The warrant was stamped, and imposingly written upon parchment. With the tautology which Laura had been taught to expect in a law-paper, it rang changes upon the permission to seize and confine the person of Laura Montreville, as heiress of William Montreville, debtor to John Dykes of Pimlico. It was signed as by a magistrate, and marked with the large seals of office. Laura now no longer doubted; and turning pale and faint, asked the men whether they would not stay for an hour while she sent to beg the advice of Mr Derwent, Lady Pelham's solicitor. "You may send for him to the lock-up house," said the savage; "we have no time to spare." "And whither will you take me?" cried Laura, almost sinking with horror. "Most likely," answered the most gentle of the two ruffians, "you would not like to be put into the common prison; and you may have as good accommodations in my house as might serve a duchess."

Spite of her dismay, Laura's presence of mind did not entirely forsake her. She hesitated whether she should not send to beg the assistance of some of Lady Pelham's acquaintance, or at least their advice, in a situation so new to her. Among them all there was none with whom she had formed any intimacy; none whom, in her present circumstances of embarrassment and humiliation, she felt herself inclined to meet. She shrank at the thought of the form in which her story might be represented by the malignant or the misjudging, and she conceived it her best course to submit quietly to an inconvenience of a few hours' continuance, from which she did not doubt that her aunt's return would that evening relieve her. Still the idea of being a prisoner; of committing herself to such attendants; of being an inmate of the abodes of misery, of degradation, perhaps of vice, filled her with dread and horror, while, sinking on a couch, she covered her pale face with her hands, and inwardly commended herself to the care of Heaven.

The men, meanwhile, stood whispering apart, and seemed to have forgotten the haste which they formerly expressed. At last one of them, after looking from the window into the street, suddenly approached her, and, rudely seizing her arm, cried, "Come, miss, the coach can't wait all day. It's of no use crying; we're too well used to that; so walk away, if you don't choose to be carried." Laura dashed the tears from her eyes, and faintly trying to disengage her arm, was silently following her conductor to the door, when it opened, and Hargrave entered.
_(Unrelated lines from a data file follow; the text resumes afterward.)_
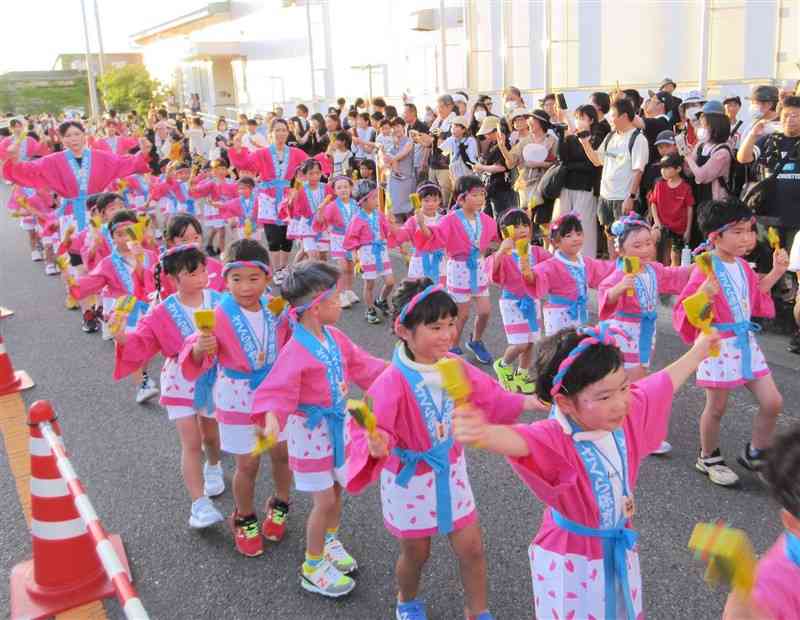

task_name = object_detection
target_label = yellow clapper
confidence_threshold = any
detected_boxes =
[346,399,378,437]
[689,522,756,596]
[622,256,642,297]
[683,291,719,357]
[267,296,289,316]
[194,309,217,334]
[108,295,136,335]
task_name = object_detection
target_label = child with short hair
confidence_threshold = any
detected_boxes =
[453,326,719,620]
[179,239,292,557]
[647,153,694,267]
[342,189,394,325]
[347,278,540,620]
[254,261,386,598]
[722,425,800,620]
[672,199,789,486]
[489,209,552,394]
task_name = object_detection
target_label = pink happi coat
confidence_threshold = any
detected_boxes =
[253,327,386,473]
[508,371,674,620]
[178,297,291,425]
[347,354,525,538]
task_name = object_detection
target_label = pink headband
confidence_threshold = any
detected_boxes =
[158,243,200,263]
[550,323,630,396]
[289,284,336,322]
[394,284,444,331]
[222,260,271,278]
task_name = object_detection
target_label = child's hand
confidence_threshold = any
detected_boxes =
[367,429,389,459]
[697,276,719,299]
[453,405,489,445]
[192,332,217,357]
[692,329,722,359]
[772,248,789,275]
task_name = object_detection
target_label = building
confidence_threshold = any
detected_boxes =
[131,0,800,116]
[53,53,143,75]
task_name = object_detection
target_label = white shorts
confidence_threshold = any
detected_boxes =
[293,463,347,493]
[358,244,392,280]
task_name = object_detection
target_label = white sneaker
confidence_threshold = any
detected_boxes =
[300,560,356,598]
[189,495,225,529]
[203,463,225,497]
[694,455,739,487]
[652,441,672,455]
[136,377,160,405]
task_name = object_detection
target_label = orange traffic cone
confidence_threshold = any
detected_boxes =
[0,336,33,396]
[11,403,130,620]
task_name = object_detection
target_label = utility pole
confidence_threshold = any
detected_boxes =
[81,0,99,120]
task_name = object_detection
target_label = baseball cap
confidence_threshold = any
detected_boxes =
[658,153,683,168]
[654,129,675,146]
[748,84,778,101]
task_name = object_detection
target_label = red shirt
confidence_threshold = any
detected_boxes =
[647,179,694,235]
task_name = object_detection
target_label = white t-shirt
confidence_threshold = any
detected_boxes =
[597,127,650,200]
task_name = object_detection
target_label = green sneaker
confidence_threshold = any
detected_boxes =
[514,368,536,395]
[493,357,514,392]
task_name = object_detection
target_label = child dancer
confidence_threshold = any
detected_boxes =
[417,175,497,364]
[70,209,159,404]
[347,278,539,620]
[147,213,225,299]
[254,261,386,597]
[114,244,225,528]
[489,209,552,394]
[532,213,615,336]
[343,189,394,325]
[723,426,800,620]
[392,181,446,286]
[313,177,359,308]
[281,159,330,260]
[672,200,789,486]
[453,326,719,620]
[179,239,292,557]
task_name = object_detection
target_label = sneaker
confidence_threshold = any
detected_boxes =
[81,308,100,334]
[324,538,358,575]
[203,463,225,497]
[136,375,159,405]
[300,560,356,598]
[375,299,391,316]
[394,599,428,620]
[261,497,289,542]
[736,441,767,472]
[189,495,225,530]
[652,441,672,455]
[364,306,383,325]
[493,357,514,392]
[512,368,536,396]
[467,340,492,364]
[230,511,264,558]
[694,449,739,487]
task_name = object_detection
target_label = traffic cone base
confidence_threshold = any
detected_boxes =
[11,534,131,620]
[0,370,34,396]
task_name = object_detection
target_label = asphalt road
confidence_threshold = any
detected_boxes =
[0,180,800,620]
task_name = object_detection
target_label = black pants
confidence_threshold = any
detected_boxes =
[264,224,292,252]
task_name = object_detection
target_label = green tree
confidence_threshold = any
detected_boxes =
[98,65,168,115]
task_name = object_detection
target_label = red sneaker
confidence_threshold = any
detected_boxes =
[261,497,289,542]
[230,512,264,558]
Prepared as he was for a scene of distress, determined as he was to let no movement of compassion divert his purpose, he could not resist the quiet anguish which was written in the lovely face of his victim, and turning with real indignation to her tormentor, he exclaimed, "Ruffian! what have you done to her?" But quickly recollecting himself, he threw his arm familiarly round her, and said, "My dearest Laura, what is the meaning of all this? What can these people want with you?" "Nothing which can at all concern you, sir," said Laura, her spirit returning at the boldness of his address. "Nay, my dear creature," said Hargrave, "I am sure something terrible has happened. Speak, fellows!" said he, turning to his emissaries, "what is your business with Miss Montreville?" "No great matter, sir," answered the man; only we have a writ against her for 200, and she does not choose to pay it, so we must take her to a little snug place, that's all." "To a prison! You, Laura, to a prison! Heavens! it is not to be thought of. Leave the room, fellows, and let me talk with Miss Montreville." "There is no occasion, sir," said Laura. "I am willing to submit to a short confinement. My aunt returns this evening, and she will undoubtedly advance the money. It ought to be much the same to me what room I inhabit for the few intervening hours." "Good Heaven! Laura, do you consider what you say? Do you consider the horrors, the disgrace? Dearest girl, suffer me to settle this affair, and let me for once do something that may give you pleasure." Laura's spirit revolted from the freedom with which this was spoken. Suffering undeserved humiliation, never had she been more jealous of her claim to respect. "I am obliged to you, sir," said she, "but your good offices are unnecessary. Some little hardship I find I must submit to, and I believe the smallest within my choice is to let these people dispose of me till Lady Pelham's return." Hargrave reddened. "She prefers a prison," thought he, "to owing even the smallest obligation to me. But her pride is near a fall;" and he smiled with triumphant pity on the stately mien of his victim.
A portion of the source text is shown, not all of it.